13 - Sarapan Bersama

30 20 15
                                    


Seorang pemuda tampak berjalan dengan langkahnya yang gusar. Ia berlarian menuju garasi beserta kunci motor yang digenggam erat. Dengan cekatan ia menyalakan mesin motornya itu kemudian meninggalkannya begitu saja.

Ia kembali berlarian masuk ke kamar mencari jaket biru gelapnya. Tangan kirinya meraih baseball hat yang tergeletak begitu saja di atas nakas setelah ia keringkan semalam. Sementara tangan kanannya sibuk memainkan gawai, mencari nomor seseorang yang sejak malam hingga pagi ini tidak menjawab panggilannya.

"Semoga Azela baik-baik aja." Itulah kalimat yang sedari tadi terucap dari mulutnya.
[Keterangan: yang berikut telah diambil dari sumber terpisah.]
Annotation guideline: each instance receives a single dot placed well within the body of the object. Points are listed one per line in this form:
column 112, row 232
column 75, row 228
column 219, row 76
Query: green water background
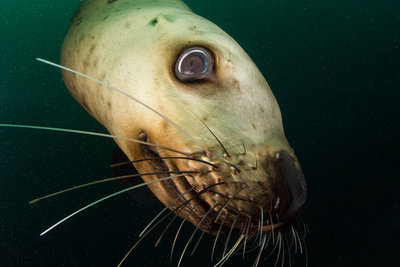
column 334, row 67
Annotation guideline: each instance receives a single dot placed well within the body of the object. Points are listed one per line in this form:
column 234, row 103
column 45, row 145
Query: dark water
column 334, row 67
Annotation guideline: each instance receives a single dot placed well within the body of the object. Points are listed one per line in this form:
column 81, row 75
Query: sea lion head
column 216, row 109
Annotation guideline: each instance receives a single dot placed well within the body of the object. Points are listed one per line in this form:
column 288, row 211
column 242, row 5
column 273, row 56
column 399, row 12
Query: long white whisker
column 230, row 252
column 123, row 93
column 89, row 133
column 105, row 198
column 103, row 181
column 165, row 209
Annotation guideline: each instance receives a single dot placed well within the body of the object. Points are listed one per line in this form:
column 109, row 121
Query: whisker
column 216, row 138
column 148, row 231
column 262, row 223
column 197, row 243
column 216, row 237
column 264, row 239
column 279, row 241
column 107, row 197
column 194, row 232
column 103, row 181
column 177, row 232
column 123, row 93
column 140, row 160
column 90, row 133
column 248, row 220
column 272, row 228
column 166, row 208
column 294, row 238
column 227, row 256
column 164, row 231
column 229, row 235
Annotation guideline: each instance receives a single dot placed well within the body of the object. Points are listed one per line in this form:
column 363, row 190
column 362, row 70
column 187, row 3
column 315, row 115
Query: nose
column 293, row 176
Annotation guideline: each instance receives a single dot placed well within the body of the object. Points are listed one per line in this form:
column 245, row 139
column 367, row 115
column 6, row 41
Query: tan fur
column 117, row 43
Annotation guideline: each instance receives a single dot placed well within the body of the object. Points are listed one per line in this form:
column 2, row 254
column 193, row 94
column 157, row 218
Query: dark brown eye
column 193, row 64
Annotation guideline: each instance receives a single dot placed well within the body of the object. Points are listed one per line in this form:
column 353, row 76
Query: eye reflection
column 195, row 63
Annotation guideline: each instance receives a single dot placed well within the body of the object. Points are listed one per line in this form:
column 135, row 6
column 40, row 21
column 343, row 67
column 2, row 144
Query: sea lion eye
column 193, row 64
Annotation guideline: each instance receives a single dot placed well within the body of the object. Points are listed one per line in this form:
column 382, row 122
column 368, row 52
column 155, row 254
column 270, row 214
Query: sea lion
column 189, row 88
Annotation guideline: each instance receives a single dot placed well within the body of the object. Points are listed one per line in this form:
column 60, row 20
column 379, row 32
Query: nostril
column 294, row 179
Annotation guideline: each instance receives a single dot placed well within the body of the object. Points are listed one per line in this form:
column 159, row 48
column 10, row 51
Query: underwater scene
column 334, row 69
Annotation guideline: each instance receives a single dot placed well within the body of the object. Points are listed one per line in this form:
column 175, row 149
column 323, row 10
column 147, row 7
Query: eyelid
column 208, row 62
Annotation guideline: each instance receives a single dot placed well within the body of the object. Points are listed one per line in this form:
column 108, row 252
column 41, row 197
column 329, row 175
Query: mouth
column 213, row 208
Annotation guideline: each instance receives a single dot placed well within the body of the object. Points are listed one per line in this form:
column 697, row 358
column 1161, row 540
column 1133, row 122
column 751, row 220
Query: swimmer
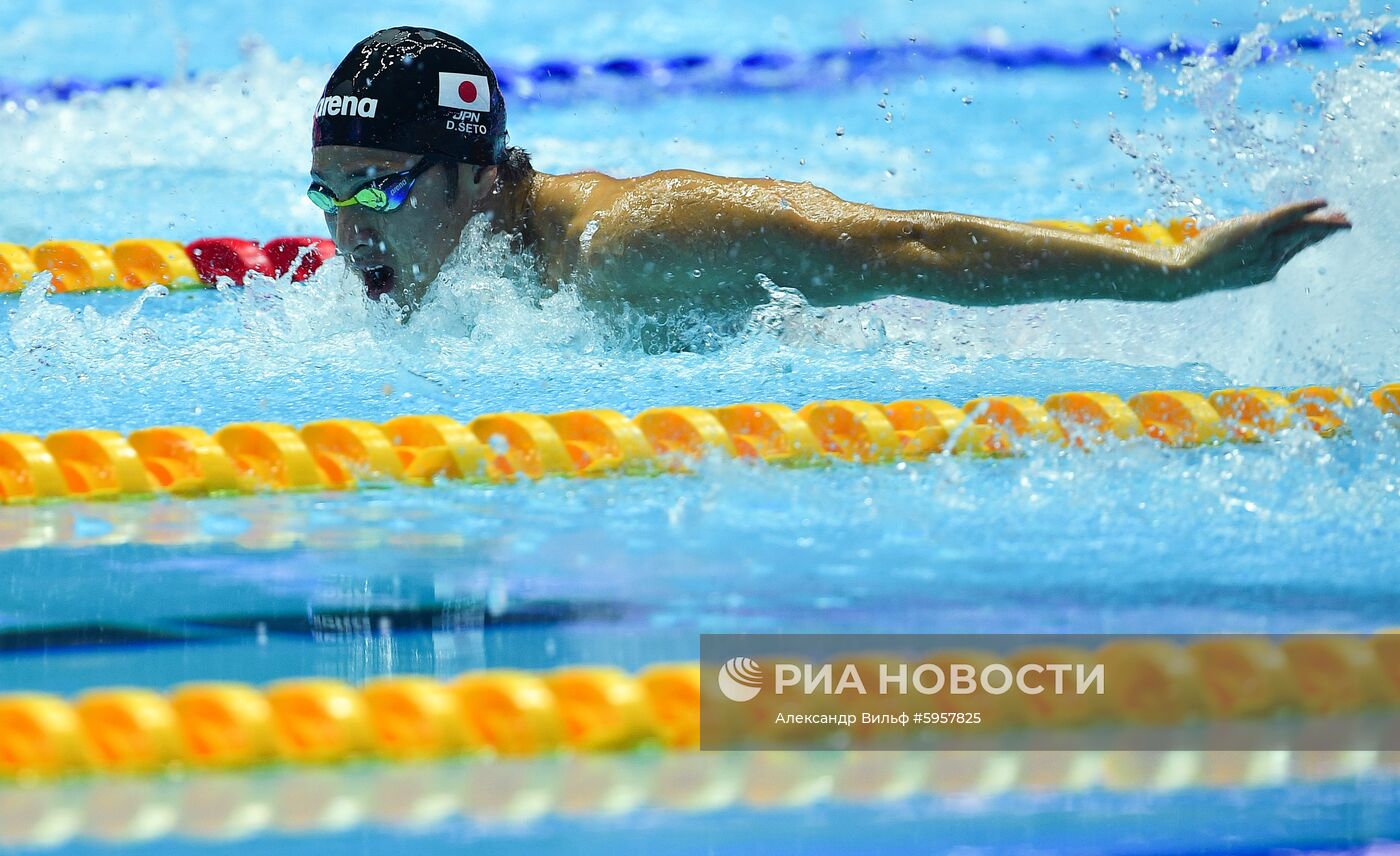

Bagaimana tidak khawatir? Saat ia mengantarkan gadis itu pulang, Azhera terlihat begitu pucat. Pada saat itu juga Azhera memaksanya untuk segera pulang dan terus mengatakan bahwa dirinya baik-baik saja.

Harsha takut Azhera jatuh sakit setelah pergi bersamanya. Tak ingin membuang waktu lagi, Harsha segera mengeluarkan kuda besinya dari garasi dan melesat begitu saja menuju rumah Azhera.

Di sisi lain, gadis yang sedang dikhawatirkan Harsha tengah duduk di balkon kamarnya sembari menikmati lemon tea buatan seseorang yang sedang ia rindukan. Kepalanya bersandar pada lengan kekar dan membiarkan orang itu mengelus lembut kepalanya. Perlahan rindunya mulai terobati.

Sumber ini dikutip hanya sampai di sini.